Exception generation is another area that I have tried to put a little time into making it more sensible. In the earlier releases I have been creating exception classes as needed and ended up with a lot of them being used only once or twice. Again, work is far from over but reduction in the number of exception classes thrown and better notification of what went wrong is the goal. Introduction of error codes in each exception class so that caller can determine if it is fatal or recoverable (as most SNMP exceptions on a network manager are) should help.

At this point, I expect I’ll take TripleDES, AES-192 and AES-256 privacy classes completely out of the next release and target to re-introduce them later down the road when I have the time to finish implementing them. I work on the library away from agents that support these protocols so I am finding it very hard to find the time to spend in a lab testing code with all the other obligations I have. If you have a project that absolutely depends on these privacy protocols being implemented, let me know and I’ll see what I can do to speed things out but for now this functionality is out.

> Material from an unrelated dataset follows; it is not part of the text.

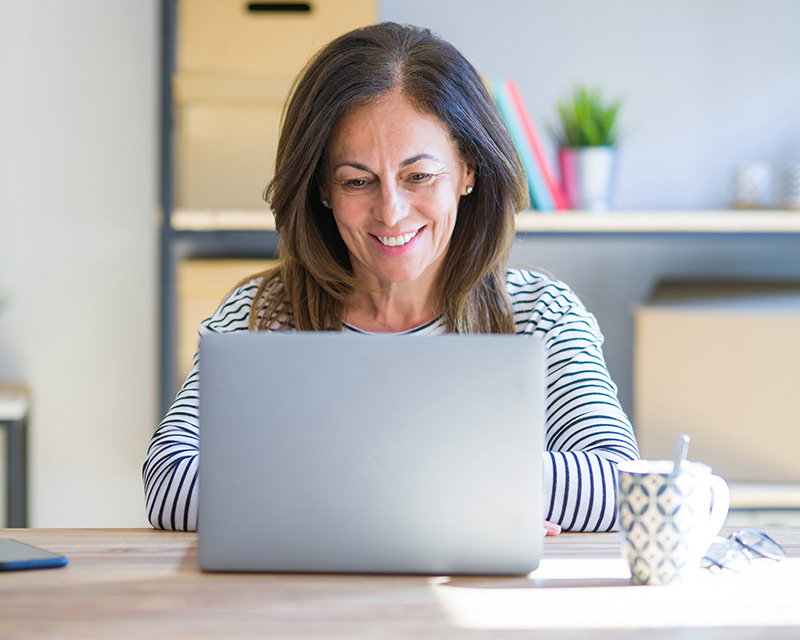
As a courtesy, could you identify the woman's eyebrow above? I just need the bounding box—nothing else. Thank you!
[331,153,441,173]
[400,153,441,168]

Check back often and look out for library release 0.5 no later then a month from now. This release will be the first “real” beta with all functionality included and tested as much as possible in the lab environment. This is where I’ll start doing the real world testing with the applications that are in the pipeline.

SNMP Version 3 TRAPs and INFORMs

I finally managed to figure out proper handling of TRAP and INFORM packets with SNMP version 3.

Turns out the SnmpV3Packet.decode function will not be sufficient because it attempts to authorize and un-encrypt the packet. With notification packet types we need to look-ahead into the packet to determine the values required to perform these operations. Values needed are part of the USM header, EngineId, SecurityName (or user name), EngineBoots and EngineTime.

To be able to do a lookup of the required values prior to full packet decode, authentication and privacy processing, I have added SnmpV3Packet.GetUSM method that performs a partial packet decode and returns UserSecurityModel class containing values in the header that we need to proceed. As part of the GetUSM parsing, required values are set in the SnmpV3Packet class so the only additional step needed to finalize the packet decoding is lookup of the security parameters for the EngineId/SecurityName combination (that should be stored by the application) and setting the appropriate AuthenticationProtocol, PrivacyProtocol and secrets for both so that packet can be decoded.

In other words, once you receive a packet you will call SnmpV3Packet.GetUSM and retrieve UserSecurityModel class. Using EngineId and SecurityName and match them with the authentication and privacy settings you have stored for each SNMP agent, set the appropriate Authentication, AuthenticationSecret, Privacy and PrivacySecret values and then call SnmpV3Packet.decode to process the packet.